In the space of a few short months, the rise of YouTube traffic has been meteoric and the site now gets somewhere between 16 million and 20 million unique visitors a month.

Some pundits have postulated that the Google offer to buy YouTube is as much a defensive strategy as anything else. With Microsoft, Yahoo, AOL, all said to be in the race to buy the largest repository of video clips on the web.

It is becoming increasingly clear that on the web content is king. Google, with no content of its own but a growing range of web services around which it sells advertising, may be keen to add another string to its bow and in the process prevent its rivals from getting hold of another lucrative web property.

In 2005, Rupert Murdoch was ridiculed when News Corporation paid US$580 million for MySpace.
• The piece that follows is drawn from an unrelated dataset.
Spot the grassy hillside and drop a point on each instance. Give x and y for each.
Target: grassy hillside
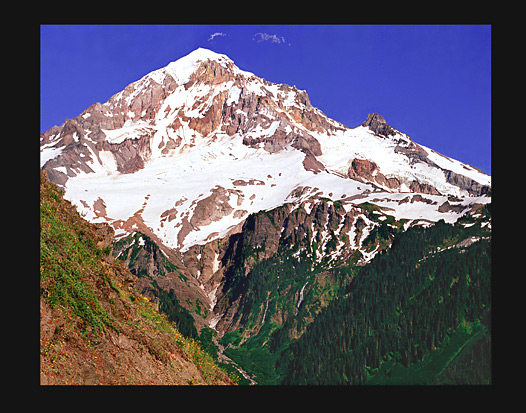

Today, MySpace has about 100 million registered members and is one of the most visited sites in the world. Murdoch's previous detractors are no longer laughing because US$580 million seems like a bargain. Likewise, next year US$1.6 billion for YouTube may seem like a steal.

Forrester analyst Josh Bernoff recently predicted in his blog that YouTube will face the same fate as the original Napster, as has billionaire entrepreneur Mark Cuban. Both believe that the site will be sued out of business because of the large amount of material posted that is protected by copyright.

However, other analysts dismiss the comparison of YouTube with the early Napster as erroneous. Unlike the Napster of 2000, YouTube has a significant proportion of original content and already has agreements in place with content providers such as Warner Bros and NBC.

With a backer like Google, which is getting used to fighting legal battles centered around the free distribution of content on the web, it is unlikely that anyone would even attempt to suggest that YouTube is not going to be around in the future.